Search code examples
.net-coreitext7

Why did I get the same attachment twice from a pdf with IText7


I try to add an XML attachment to a PDF file with

String xmlFileDisplayName;
string path = @"E:\test\a4_blank.pdf";
PdfDocument pdfDoc = new PdfDocument(new PdfReader(path), new PdfWriter(@"e:\test\out\embedxml.pdf"));
string xmlpath = @"C:\Users\yalin\Desktop\1.xml";
var bytes = File.ReadAllBytes(xmlpath);
xmlFileDisplayName = "1.xml";
PdfFileSpec fs = PdfFileSpec.CreateEmbeddedFileSpec(pdfDoc, bytes, "xml data file attachment", xmlFileDisplayName, PdfName.ApplicationXml, null, new PdfName("Data"));
pdfDoc.AddFileAttachment(xmlFileDisplayName, fs);
pdfDoc.Close();

When I was using this XML attachment with

string path = @"e:\test\out\embedxml.pdf";
string outPath = @"e:\test\out";
PdfReader reader = new PdfReader(path);
PdfDocument pdfDoc = new PdfDocument(new PdfReader(path));
PdfDictionary root = pdfDoc.GetCatalog().GetPdfObject();
PdfDictionary documentNames = root.GetAsDictionary(PdfName.Names);
if (documentNames != null)
{
    PdfDictionary embeddedFiles = documentNames.GetAsDictionary(PdfName.EmbeddedFiles);
    if (embeddedFiles != null)
    {
        PdfArray filespecs = embeddedFiles.GetAsArray(PdfName.Names);
        for (int i = 0; i < filespecs.Size(); i++)
        {
            i++;
            PdfDictionary filespec = filespecs.GetAsDictionary(i);
            PdfDictionary file = filespec.GetAsDictionary(PdfName.EF);
            foreach (PdfName key in file.KeySet())
            {
                var fos = File.Create(Path.Combine(outPath, filespec.GetAsString(key).ToString()));
                var stream = file.GetAsStream(key);
                fos.Write(stream.GetBytes());
                fos.Flush();
                fos.Close();
            }

        }
    }
}

I got it twice. Is there any problem with adding attachments, or get them. Thanks.


Solution

  • You iterate over all the entries of the EF (embedded file) dictionary in each file specification dictionary:

    PdfDictionary file = filespec.GetAsDictionary(PdfName.EF);
    foreach (PdfName key in file.KeySet())
    {
        var fos = File.Create(Path.Combine(outPath, filespec.GetAsString(key).ToString()));
        var stream = file.GetAsStream(key);
        fos.Write(stream.GetBytes());
        fos.Flush();
        fos.Close();
    }
    

    But there may be multiple entries in the EF all pointing to the same embedded file or different variants of it.

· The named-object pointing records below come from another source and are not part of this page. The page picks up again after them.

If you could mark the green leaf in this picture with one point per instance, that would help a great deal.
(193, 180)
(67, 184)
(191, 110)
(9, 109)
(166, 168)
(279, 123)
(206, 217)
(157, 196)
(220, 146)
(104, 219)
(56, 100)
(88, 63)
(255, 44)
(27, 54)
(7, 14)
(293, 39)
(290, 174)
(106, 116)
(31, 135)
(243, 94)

    In case of your document, the EF dictionary contains two entries (for the F and UF keys) both pointing to the same stream with the embedded xml.

    Is there any problem with adding attachments, or get them.

    This structure is correct (actually even recommended) according to the specification. Thus, no problem with your adding of attachments.

    Consequentially you have to interpret the contents of the EF dictionary more cautiously and be prepared to find multiple entries here with identical or non-identical contents.